Edit: Now hacked by the "99_after_contest_00.txt" testcase :-)

We could implement logic like "find max weight edge on path from u to v", and if that weight is bigger current query edge weight, then the query edge weight would have been used.

But to find max weight edge on path from u to v in the MST, we need more that only compare the weight to the parent edge. It can be done in example with binary lifting.

Maybe it is actually a memory error, caused by using several gig for all the dsu.

ABC is educational it is normal to have classic problems.

3 621

Your solution gives 9. My solution gives 6.

Looks like our solutions were hacked after the contest and mine fails it too (are problem setters reading comments here?). Now it would be indeed interesting to have a look at this 99_after_contest_00.txt testcase. I tried stress testing, but haven't found anything yet.

Now I have some testcases: "2 11327" (expected 40, but got 41) and "2 62153" (expected 17, but got 18).

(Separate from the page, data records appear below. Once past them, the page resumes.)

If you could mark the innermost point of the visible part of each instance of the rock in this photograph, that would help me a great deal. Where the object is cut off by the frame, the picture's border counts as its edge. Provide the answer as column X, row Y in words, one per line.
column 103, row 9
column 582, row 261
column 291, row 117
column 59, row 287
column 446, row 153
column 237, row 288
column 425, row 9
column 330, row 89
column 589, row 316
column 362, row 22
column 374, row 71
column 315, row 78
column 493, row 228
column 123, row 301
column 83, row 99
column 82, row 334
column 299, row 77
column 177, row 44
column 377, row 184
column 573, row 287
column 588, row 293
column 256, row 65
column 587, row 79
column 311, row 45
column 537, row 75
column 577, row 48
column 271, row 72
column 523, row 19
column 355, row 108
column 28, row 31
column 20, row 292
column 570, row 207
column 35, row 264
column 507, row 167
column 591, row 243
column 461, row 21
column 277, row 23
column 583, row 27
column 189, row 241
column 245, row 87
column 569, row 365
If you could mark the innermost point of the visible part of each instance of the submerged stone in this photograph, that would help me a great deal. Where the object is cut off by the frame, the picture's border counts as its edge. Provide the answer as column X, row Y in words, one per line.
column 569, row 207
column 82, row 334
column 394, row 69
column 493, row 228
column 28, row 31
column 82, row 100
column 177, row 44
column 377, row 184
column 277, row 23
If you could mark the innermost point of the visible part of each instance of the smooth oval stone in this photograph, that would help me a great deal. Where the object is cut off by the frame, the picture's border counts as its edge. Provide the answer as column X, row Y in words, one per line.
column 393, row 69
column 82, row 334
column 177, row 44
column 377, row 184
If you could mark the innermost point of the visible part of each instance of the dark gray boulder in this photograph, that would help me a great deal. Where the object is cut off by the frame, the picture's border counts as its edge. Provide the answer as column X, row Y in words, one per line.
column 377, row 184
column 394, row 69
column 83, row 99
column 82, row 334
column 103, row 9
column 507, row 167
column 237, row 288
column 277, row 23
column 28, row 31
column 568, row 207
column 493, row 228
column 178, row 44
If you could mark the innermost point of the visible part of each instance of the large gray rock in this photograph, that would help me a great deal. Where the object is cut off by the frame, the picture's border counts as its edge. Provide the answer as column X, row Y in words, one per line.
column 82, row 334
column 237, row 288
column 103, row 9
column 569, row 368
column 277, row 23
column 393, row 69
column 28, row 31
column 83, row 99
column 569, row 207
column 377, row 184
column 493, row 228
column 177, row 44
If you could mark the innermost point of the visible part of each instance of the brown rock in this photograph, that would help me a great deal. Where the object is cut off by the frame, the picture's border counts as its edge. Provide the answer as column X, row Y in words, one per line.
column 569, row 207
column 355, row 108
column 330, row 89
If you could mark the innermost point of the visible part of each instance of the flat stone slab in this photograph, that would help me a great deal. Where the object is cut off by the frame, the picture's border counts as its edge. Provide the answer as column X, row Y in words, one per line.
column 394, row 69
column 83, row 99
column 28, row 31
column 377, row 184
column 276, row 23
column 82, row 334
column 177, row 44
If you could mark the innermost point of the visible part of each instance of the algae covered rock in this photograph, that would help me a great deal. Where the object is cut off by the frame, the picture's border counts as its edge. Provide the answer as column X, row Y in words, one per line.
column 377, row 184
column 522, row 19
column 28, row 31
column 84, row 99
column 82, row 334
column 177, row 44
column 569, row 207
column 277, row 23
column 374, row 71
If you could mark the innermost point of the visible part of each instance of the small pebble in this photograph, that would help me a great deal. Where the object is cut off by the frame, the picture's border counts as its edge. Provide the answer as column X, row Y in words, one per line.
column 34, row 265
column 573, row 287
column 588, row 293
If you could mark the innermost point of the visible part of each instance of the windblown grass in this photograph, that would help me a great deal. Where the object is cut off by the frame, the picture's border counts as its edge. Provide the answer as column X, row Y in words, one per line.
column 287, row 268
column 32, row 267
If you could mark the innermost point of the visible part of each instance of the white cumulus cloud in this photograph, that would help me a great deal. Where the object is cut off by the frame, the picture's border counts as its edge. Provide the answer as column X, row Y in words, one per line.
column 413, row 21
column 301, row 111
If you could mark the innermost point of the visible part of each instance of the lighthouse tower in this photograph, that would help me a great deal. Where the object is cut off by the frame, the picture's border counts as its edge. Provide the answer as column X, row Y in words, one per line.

The bug is that the solution is effectively doing DFS to find a path from N to 1. But it isn't always the shortest path, so BFS is really needed instead. The original tests used during the contest were weak and didn't detect it. I wonder how many incorrect solutions got accepted?

And even now, having just a single testcase (testcase 99_after_contest_00.txt) in the set makes it possible for some heuristically tuned or even randomized DFS to be incorrectly accepted.